Professor Gwyn Bevan and research student Matthew Skellern, from the London School of Economics and Political Science, say the jury is still out on the effects of hospital competition on quality of care in the NHS.
Their views, published in the British Medical Journal online, come ahead of the second reading of the controversial Health and Social Care Bill. The Government has argued the reforms, which include a push for more competition, will improve patient care as well as helping make £20 billion of savings.
Prof Bevan said the plans come after two eras of hospital competition - the "internal market" in the 1990s, and a second introduced by New Labour in the 2000s.
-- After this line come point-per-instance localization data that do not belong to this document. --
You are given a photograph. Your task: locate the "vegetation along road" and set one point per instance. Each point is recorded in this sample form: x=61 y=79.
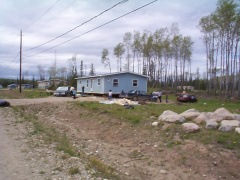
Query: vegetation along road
x=60 y=138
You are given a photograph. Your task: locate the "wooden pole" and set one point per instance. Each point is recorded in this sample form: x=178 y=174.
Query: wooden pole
x=20 y=88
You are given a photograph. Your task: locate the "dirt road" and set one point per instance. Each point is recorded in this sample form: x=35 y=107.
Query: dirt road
x=133 y=152
x=51 y=99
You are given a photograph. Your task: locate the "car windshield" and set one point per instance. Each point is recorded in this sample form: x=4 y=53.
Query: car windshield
x=63 y=88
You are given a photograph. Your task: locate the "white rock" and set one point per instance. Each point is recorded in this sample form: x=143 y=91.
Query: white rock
x=166 y=113
x=221 y=114
x=237 y=130
x=162 y=171
x=155 y=123
x=191 y=110
x=173 y=118
x=203 y=117
x=233 y=123
x=190 y=115
x=237 y=116
x=225 y=128
x=170 y=116
x=190 y=127
x=211 y=124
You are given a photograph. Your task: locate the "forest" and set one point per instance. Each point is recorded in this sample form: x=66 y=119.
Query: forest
x=166 y=55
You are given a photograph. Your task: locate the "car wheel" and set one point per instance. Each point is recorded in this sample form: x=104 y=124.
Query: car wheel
x=135 y=98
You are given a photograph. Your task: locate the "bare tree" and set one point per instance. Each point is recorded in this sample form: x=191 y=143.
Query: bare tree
x=105 y=58
x=118 y=52
x=41 y=72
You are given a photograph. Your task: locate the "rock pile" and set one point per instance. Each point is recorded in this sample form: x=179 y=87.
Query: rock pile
x=221 y=119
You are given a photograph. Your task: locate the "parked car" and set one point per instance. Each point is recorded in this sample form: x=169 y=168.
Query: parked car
x=135 y=95
x=186 y=98
x=154 y=96
x=4 y=103
x=62 y=91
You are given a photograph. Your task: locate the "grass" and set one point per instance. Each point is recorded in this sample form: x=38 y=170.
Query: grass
x=140 y=115
x=73 y=170
x=103 y=170
x=51 y=135
x=26 y=93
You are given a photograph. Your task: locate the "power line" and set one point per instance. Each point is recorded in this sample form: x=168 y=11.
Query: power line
x=78 y=25
x=62 y=10
x=93 y=29
x=9 y=66
x=44 y=12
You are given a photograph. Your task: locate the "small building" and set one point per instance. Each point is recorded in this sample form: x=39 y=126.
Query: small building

He said studies of the second era suggested greater competition led to lower hospital mortality, contradicting previous findings that competition in the NHS was largely ineffective or had negative consequences.
Other studies looking at the effects of introducing patient choice in elective surgery assumed competition would improve elective surgery, requiring hospital management to improve quality, the researchers found.
But arguing in the article, published on bmj.com, they say: "It is equally plausible, however, that such competition for elective surgery might, through diversion of management effort, negatively affect the quality of other hospital services."
They added: "A key finding of these two studies is that introducing patient choice for elective surgery in the New Labour market did not reduce quality elsewhere in hospitals.
"We believe there are strong grounds for introducing patient choice into the NHS as an end in itself, given its potential to empower patients and give them greater control over the conditions of their care."
The experts question the use of hospital mortality rates to judge the impact of competition on the quality of elective surgery, because deaths after elective surgery are so rare that another measure is needed to assess quality. They say how patient choice has affected outcomes in elective surgery remains an "open question", concluding more research is needed.